Im Korruptionssumpf geboren

Berlusconi war mit seiner Fininvest bei einem Betriebswert von 30 Mrd. Euro der reichste Kapitalist des Landes und stand mit rund 13 Mrd. Euro persönlichem Vermögen an 14. Stelle der Weltrangliste der Reichen. Obwohl er als "Saubermann" demagogisch gegen die Bestechungspraxis auftrat, war er bereits 1990 wegen Meineid (Leugnung seiner P2-Mitlgliedschaft) rechtskräftig verurteilt worden. Später folgten in insgesamt 13 Verfahren Urteile wegen Geldwäsche, Waffenhandel, Führung von Tarnfirmen, Bestechung, illegalen Kapitaltransfers Urteile zu über zehn Jahren Freiheitsstrafe und zehn Mio. DM Geldstrafe, deren Aufhebung seine Anwälte vor seiner erneuten Berufung zum Premier 2001 teilweise durchgesetzt hatten. Berlusconi griff nach der politischen Macht, um seine Fininvest vor dem Bankrott zu retten. Laut "Repùbblica" vom 15. Oktober 1993 war er mit sieben Mrd. DM verschuldet. Eine PDS-Regierung hätte seinen Ruin bedeuten können. Unter ihr wäre er, wie der Publizist und Mafia-Experte Rolf Uessler gegenüber "Neues Deutschland" am 3. Dezember 2009 einschätzte, "durch die Korruptionsuntersuchungen 'Saubere Hände' weggefegt worden".

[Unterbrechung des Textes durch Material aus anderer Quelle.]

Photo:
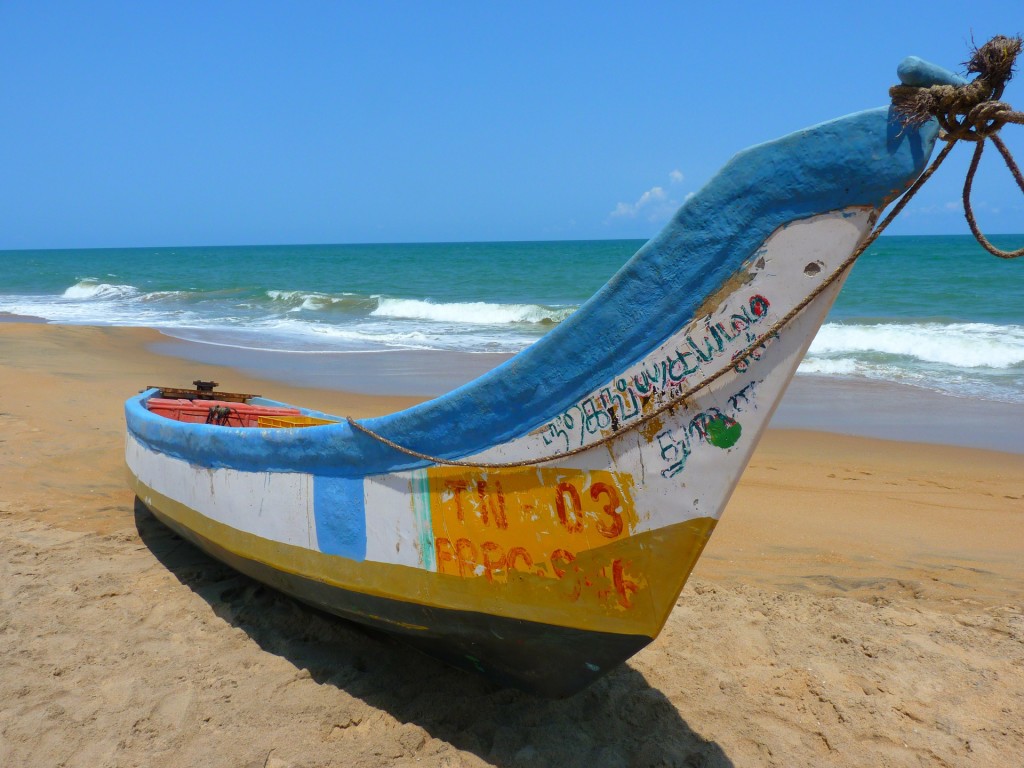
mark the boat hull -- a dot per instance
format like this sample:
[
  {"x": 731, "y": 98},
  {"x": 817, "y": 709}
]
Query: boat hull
[
  {"x": 572, "y": 488},
  {"x": 545, "y": 658}
]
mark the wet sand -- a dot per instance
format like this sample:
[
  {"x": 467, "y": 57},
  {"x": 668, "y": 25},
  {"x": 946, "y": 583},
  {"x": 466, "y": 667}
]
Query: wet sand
[{"x": 859, "y": 604}]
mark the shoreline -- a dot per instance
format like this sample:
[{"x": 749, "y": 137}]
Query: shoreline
[
  {"x": 859, "y": 604},
  {"x": 860, "y": 408}
]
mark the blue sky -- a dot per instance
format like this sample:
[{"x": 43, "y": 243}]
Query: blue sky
[{"x": 206, "y": 123}]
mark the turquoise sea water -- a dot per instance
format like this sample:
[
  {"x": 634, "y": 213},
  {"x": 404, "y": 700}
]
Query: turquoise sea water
[{"x": 935, "y": 312}]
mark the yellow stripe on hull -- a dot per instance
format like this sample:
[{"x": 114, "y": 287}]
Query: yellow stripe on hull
[{"x": 628, "y": 587}]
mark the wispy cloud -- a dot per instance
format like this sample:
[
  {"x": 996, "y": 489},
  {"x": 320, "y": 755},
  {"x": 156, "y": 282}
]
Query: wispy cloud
[{"x": 655, "y": 204}]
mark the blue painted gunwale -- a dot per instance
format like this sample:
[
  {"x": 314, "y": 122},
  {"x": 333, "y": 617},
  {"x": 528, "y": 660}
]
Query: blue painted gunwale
[{"x": 861, "y": 160}]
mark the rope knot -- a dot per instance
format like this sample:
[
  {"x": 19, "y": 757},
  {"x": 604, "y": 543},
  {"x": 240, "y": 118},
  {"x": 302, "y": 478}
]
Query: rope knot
[{"x": 971, "y": 112}]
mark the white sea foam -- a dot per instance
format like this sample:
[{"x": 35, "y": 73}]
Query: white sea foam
[
  {"x": 964, "y": 345},
  {"x": 93, "y": 289},
  {"x": 474, "y": 312}
]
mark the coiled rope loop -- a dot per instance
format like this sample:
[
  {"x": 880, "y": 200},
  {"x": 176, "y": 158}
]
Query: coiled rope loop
[{"x": 971, "y": 113}]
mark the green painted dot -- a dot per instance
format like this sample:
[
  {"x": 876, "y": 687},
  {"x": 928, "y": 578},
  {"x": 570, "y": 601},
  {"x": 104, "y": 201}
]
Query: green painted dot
[{"x": 723, "y": 431}]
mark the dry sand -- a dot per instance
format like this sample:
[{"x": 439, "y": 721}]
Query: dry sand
[{"x": 859, "y": 604}]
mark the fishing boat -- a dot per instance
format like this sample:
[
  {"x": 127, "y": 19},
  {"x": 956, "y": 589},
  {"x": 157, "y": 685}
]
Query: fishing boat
[{"x": 539, "y": 523}]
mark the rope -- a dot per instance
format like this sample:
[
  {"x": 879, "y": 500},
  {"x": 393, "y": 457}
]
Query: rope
[
  {"x": 969, "y": 210},
  {"x": 967, "y": 113},
  {"x": 971, "y": 113}
]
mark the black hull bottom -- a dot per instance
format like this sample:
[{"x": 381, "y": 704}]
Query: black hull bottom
[{"x": 541, "y": 658}]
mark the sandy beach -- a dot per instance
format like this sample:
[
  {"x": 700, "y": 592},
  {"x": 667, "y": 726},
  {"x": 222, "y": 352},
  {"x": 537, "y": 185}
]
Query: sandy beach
[{"x": 860, "y": 604}]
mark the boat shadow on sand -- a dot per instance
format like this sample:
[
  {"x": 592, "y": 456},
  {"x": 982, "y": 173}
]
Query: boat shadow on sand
[{"x": 620, "y": 720}]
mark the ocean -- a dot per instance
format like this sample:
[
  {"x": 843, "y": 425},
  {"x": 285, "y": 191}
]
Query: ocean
[{"x": 929, "y": 312}]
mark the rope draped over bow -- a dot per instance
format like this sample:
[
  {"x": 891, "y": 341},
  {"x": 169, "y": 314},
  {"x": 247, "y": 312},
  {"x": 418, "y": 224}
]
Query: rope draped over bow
[{"x": 971, "y": 112}]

Um einen Sieg der PDS im März 1994 zu verhindern und Strafermittlungen gegen sich zu entkommen, trat der Mediendiktator als Spitzenkandidat für das Amt des Premiers an. Im November 1993 gründete er eine Partei, bei deren Aufbau er sich, wie die deutsche Parteienforscherin Elisabeth Fix in "Italiens Parteiensystem im Wandel" (Frankfurt/Main 1999) schrieb, an der 1945 von Mussolinifaschisten geschaffenen Uòmo Qualunque (Jedermann), Vorläufer der 1946 als Movimento Sociale Italiano (MSI) wiedergegründeten Partei des "Duce" orientierte. Als Namen wählte Berlusconi den Schlachtruf seines Fußballclubs AC Milan, der aber das Kampfgeschrei aller italienischen Fußballfans bei internationalen Spielen ist: Forza Italia. Das löste bei den Millionen zählenden Anhängern des Berlusconi-eigenen Clubs, aber nicht nur bei diesen, wahre Begeisterungsstürme aus.

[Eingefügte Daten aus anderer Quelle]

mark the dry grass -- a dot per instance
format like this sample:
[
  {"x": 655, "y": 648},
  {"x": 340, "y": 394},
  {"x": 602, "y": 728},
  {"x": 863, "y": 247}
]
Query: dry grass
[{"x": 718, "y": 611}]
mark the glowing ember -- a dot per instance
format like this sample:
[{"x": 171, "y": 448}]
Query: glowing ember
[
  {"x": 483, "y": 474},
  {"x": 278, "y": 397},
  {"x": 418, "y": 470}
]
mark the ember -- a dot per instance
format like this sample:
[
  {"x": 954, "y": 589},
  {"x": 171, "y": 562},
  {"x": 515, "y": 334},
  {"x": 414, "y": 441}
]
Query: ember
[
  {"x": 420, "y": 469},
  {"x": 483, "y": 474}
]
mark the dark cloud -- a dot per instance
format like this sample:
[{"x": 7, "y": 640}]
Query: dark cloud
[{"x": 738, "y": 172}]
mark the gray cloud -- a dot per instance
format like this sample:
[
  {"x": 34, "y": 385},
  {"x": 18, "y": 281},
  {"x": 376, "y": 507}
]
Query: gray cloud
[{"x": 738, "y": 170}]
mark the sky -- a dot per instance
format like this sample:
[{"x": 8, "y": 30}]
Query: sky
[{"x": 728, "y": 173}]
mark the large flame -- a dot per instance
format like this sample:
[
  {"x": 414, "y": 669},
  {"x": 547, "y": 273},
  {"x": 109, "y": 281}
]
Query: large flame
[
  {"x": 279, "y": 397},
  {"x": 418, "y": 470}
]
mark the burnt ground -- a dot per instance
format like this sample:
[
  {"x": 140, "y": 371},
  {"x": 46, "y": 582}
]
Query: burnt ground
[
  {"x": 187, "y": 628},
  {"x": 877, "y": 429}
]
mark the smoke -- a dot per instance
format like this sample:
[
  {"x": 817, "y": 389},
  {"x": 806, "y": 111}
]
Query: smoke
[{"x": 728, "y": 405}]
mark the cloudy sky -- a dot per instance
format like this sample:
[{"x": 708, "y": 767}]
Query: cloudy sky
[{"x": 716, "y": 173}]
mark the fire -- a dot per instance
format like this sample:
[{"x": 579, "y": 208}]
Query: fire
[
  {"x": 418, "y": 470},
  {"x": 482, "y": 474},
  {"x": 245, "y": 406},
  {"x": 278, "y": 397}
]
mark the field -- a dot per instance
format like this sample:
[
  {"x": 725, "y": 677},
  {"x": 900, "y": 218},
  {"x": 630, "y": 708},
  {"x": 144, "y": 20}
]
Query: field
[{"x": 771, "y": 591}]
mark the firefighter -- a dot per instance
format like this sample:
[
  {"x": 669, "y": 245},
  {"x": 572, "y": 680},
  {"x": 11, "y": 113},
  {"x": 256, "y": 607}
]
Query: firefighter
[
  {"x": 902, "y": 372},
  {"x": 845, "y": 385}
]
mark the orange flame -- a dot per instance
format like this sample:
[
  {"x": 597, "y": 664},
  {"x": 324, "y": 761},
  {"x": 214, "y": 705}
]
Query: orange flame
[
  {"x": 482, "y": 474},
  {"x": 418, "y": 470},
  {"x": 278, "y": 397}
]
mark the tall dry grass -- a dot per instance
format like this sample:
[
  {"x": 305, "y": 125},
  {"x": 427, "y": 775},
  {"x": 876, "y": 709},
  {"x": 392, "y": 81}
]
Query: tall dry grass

Nach Meinung von Ruggeri und Guarino als auch weiterer Kenner der Lage hatte die P2 auch die Forza Italia (FI) programmiert. Als Führungsstruktur setzte Berlusconi Manager seiner Fininvest ein, als Sekretariat fungierte sein Meinungsforschungsinstitut Diakron Spa, das die in Parteifunktionäre verwandelten Manager auch bezahlte. In Form von Clubs, deren Präsidenten er selbst ernannte, bildete Berlusconi eine "Parteibasis". Die Klubstruktur, schrieben Ruggeri und Guarino, war ebenfalls direkt den Plänen der P2 entnommen, die an den faschistischen Theorien von Herrenmenschen und Auserwählten anknüpften. In den Klubs sollten nur "Wirtschaftsunternehmer, Freiberufler und Verwaltungsbeamte" und nur "einige ausgewählte" Berufspolitiker vertreten sein. Im "Europeo" vom 22. Dezember 1993 brüstete sich Berlusconi, die FI sei "ein unternehmerisches Projekt", das "bis zum geringsten Detail" von ihm entworfen worden sei. 1996 wurde er wegen illegaler Parteifinanzierung verurteilt, der Richterspruch später aufgehoben. Konsequenter war die Internationale Vereinigung Demoskopischer Institute ESOMAR, die Diakron bereits im Oktober 1994 wegen parteipolitisch gebundener Tätigkeit ausschloss.


Ein neuer "Duce"

Der angesehene liberale Philosoph Norberto Bobbio schrieb in "La Stampa" vom 22. Dezember 1994, dass der FI jegliche "demokratische Merkmale" und eine "Transparenz der Macht" fehlten. Ihre Klubs seien ein "Netzwerk halbklandestiner Gruppen". Der Mailänder Rechtswissenschaftler Mario Losano enthüllte in "Sonne in der Tasche" (München 1995) die Mediendiktatur Berlusconis als eine "Medien-Agora" und "Erbin der 'ozeanischen Versammlungen' der Mussolinizeit", mit welcher der "Duce" in der Massenbeeinflussung noch übertroffen werde.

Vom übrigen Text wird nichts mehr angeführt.